Enter the "design thinking" movement, which surfaced about a decade ago, and now may serve as the energy to finally start boosting tech pros' involvement in the customer experience. With design thinking, the customer experience is considered first and foremost, before things are built. 

The design thinking movement actually has its roots in the technology sector, forming the more customer-friendly technology-based products and services that disruptors like Uber and Amazon have been bringing to market. "Startups and software companies were some of the first to embrace design thinking as a way to build an entire company," advisory firm EY observed in a 2017 report (PDF).
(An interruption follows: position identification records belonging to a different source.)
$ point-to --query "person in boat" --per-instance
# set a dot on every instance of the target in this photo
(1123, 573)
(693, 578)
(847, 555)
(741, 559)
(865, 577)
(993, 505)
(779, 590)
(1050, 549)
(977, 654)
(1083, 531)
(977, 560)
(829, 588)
These tech-driven startups have learned the power of design thinking that puts tech pros in front of the customer -- now, established and mainstream companies have impetus to do likewise. "Some organizations have not made the proper investment in both design and front-end development resources, and the resulting CX suffers as a result," says Rob Krugman, chief digital officer at Broadridge. Krugman urges greater adoption of "agile practices that focus on small steps proven through testing and iteration."
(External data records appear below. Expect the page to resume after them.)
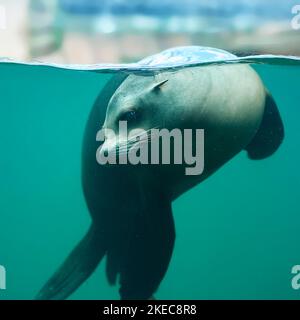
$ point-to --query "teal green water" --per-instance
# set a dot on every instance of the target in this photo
(237, 233)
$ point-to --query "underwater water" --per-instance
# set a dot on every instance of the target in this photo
(237, 233)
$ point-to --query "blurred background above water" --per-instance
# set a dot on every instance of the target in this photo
(93, 31)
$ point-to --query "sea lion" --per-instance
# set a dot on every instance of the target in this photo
(131, 207)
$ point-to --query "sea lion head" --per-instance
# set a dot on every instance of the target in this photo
(143, 103)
Also: User experience: Not quite about the user and not really an experience

However, "there's now a recognition that a design thinking-based approach toward product development improves the likelihood of success and is more efficient than traditional models," says Krugman. Within companies adopting design thinking, there's strong coordination between technical and nontechnical team members. 

"Product development is often led by a three-person team: a product manager who has overall responsibility for the product, a technical lead who manages the architecture and development efforts, and a design lead who manages the experience," he explains. "These three work in a coordinated effort to ensure development activities flow out of the design efforts."
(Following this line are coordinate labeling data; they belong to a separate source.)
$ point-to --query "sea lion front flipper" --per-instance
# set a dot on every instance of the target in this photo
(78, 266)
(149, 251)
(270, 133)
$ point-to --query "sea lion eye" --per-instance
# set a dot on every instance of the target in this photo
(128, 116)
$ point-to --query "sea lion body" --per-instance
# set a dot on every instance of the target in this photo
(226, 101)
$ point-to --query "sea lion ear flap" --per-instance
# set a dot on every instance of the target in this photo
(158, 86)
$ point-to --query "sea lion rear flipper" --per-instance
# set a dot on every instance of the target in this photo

Add CX/UX designers to the mix, "which creates more education overall," says Gooty. "The use of low-code, no-code tools, prototyping and wireframing tools enables business analysts and empowers business owners to demand better consumer experiences from technology teams, which in turn helps technology teams, such as developers, to better appreciate and understand the need for improved CX."

Grand Central train station with people standing around lit screens on the wall.

Customer needs and technology meet in Grand Central Terminal in New York.

Photo: Joe McKendrick

Even in organizations lagging in technology-driven design thinking, tech pros can be proactive in improving CX. "Raise your hand," Moran urges. "If you see a customer experience gap in your organization, volunteer to champion the effort of getting it improved or resolved. One person stepping into the breach can break that inertia." 

In addition, "learn the software, systems and processes your organization uses to deliver said customer experience," he advises. "You'll be prepared to address issues as they arise. For instance, for a retailer with brick-and-mortar stores and a website, the user experience is just one part of a greater customer experience. But for a completely digital bank, the user experience and customer experience are one and the same."

Also: Industry executives' advice for moving up today's technology management ladder

Ask a lot of questions as well. "Simply ask business users: 'What is the purpose of this feature, what benefit does it provide, and how [do we] measure that?'" says Krugman. 

In addition, "Exposing tech teams to direct customer conversations can help break barriers -- being in on those conversations with the end customers can help bring different perspectives that technology teams may lack," says Gooty. "Having planned workshops with a mix of business owners and technologists interacting with clients can help reduce the resistance."

Design-oriented thinking workshops "can help technologists deliver those superior customer experiences," Gooty also suggests. "These workshops create hands-on, activity-based sessions that allow teams to plan and prototype user-centered designs. Instead of a simple how-to presentation, technology professionals are able to work together hands-on to eventually arrive at a user-centered solution."